2 Byte entfernt, 12:08, 20. Feb. 2019
Horaz Klotz (4 / 5)
==[[Benutzer:Horaz Klotz|Horaz Klotz]] (4 / 5)==
King und Lovecraft - das ist immer eine Kapitel für sich. Erst neulich habe ich ein Interview mit King gehört, in dem er sich ein bisschen abfällig über den Horror-Altmeister geäußert hat. Er wäre als Kind großer Fan gewesen, aber in seiner Jugend dann herausgewachsen, als er "richtige" Literatur entdeckt hätte. Und überhaupt kann dieser Lovecraft keine echten Szenen schreiben und verlässt sich immer zu stark auf die immer gleichen Grusel-Tricks. Trotz diesem ziemlich vernichtenden kritischen Urteil scheint unser Autor nie so ganz von Lovecraft losgekommen zu sein und bedient sich immer wieder - mal mehr mal weniger offensichtlich - in dessen Fundus namenloser alter Schrecken. Das geht manchmal gut, besonders wenn er sich auf Andeutungen über das geheime Grauen hinter der Welt unserer zunehmend wahnsinnigen Erzähler beschränkt (''N.''). Und manchmal nicht, wenn er mitten im schönsten Spannungsbogen plötzlich in einen Kampf mit bizarren Tentakel-Fühler-Monstern stolpert (''Revival''). Sobald ich wusste wohin die Reise ging, war ich bei ''Briefe aus Jerusalem'' also ein bisschen vorsichtig, aber - Entwarnung - hier funktioniert die King-Lovecraft-Mischung mal wieder ziemlich gut.
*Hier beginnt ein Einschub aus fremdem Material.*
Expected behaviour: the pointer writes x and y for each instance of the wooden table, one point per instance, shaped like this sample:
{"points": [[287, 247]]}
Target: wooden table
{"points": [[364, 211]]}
Zu Anfang ist die Briefroman-Form erstmal etwas gewöhnungsbedürftig. Aber was für ''Dracula'' und ''Frankenstein'' gut genug war, kann natürlich auch bei King funktionieren. Der Nachteil ist, dass es mir irgendwie schwerer fällt mich in unseren Erzähler hineinzuversetzen, wenn ich immer nur lesen kann, was er freiwillig von sich preisgibt. Den Diener Calvin trifft es noch schlimmer, er bleibt so sehr in der Rolle des anonymen nützlichen Gehilfen, dass mich sein Tod im großen dramatischen Finale ziemlich kalt lässt. Andererseits ist die Briefform natürlich eine gute Entschuldigung für all die kleinen Fehler in Boone-Stammbaum, die unserem Autor mal wieder unterlaufen sind. Denn wer kann schon sagen ob der gute Charles immer alle Familienverhältnisse richtig auf dem Schirm hatte und sich nicht mal in einer Jahreszahl vertan hat. Wobei mir die ganzen Ungereimtheiten, die hier auf der Seite aufgelistet werden, beim lesen sowieso nicht aufgefallen sind.
Kritisch wird das ganze natürlich, sobald klar wird, dass unser fanatischer Inzest-Patriarch in diesem Fall mal wieder richtig lag und tatsächlich einen schrecklichen Riesenwurm entfesselt hat (Was wohl Freud dazu sagen würde?). Hier könnte das ganze leicht in albernen Monster-Horror umschlagen und die recht schaurige Atmosphäre der verlassenen Kleinstadt ruinieren. Aber King kriegt die Kurve - der Wurm wirkt mächtig und fremdartig genug, um als echte kosmische Bedrohung durchzugehen. Daneben war das Wiedersehen mit James Boon als untotem Wurmwärter ziemlich fesselnd beschrieben. Dafür hätte ich auf die Versammlung der Boones als Geistergemeinde verzichten können. Und auch die ganze Geschichte um das Buch, das man zerstören muss, um den Wurm in die Flucht zu schlagen kam mir ein kleines bisschen sehr Kinderbuch-Horkrux-mäßig vor. Trotzdem - besonders wenn King den erzählerischen Kreis schließt und ein Jahrhundert später den nächsten Boone ins Verderben laufen lässt, funktioniert das ganze gut genug für 4 Punkte.
Fazit: Unser Autor liefert mal wieder eine geniale Vorgeschichte voller Lovecraftscher-Andeutungen und Geheimnisse und hält sich beim großen Finale gerade genug zurück, um die Spannung zu halten. Dafür dass King angeblich so wenig für viele Probleme mit Lovecraft übrig hat, kriegt er seinen Stil ziemlich gut hin.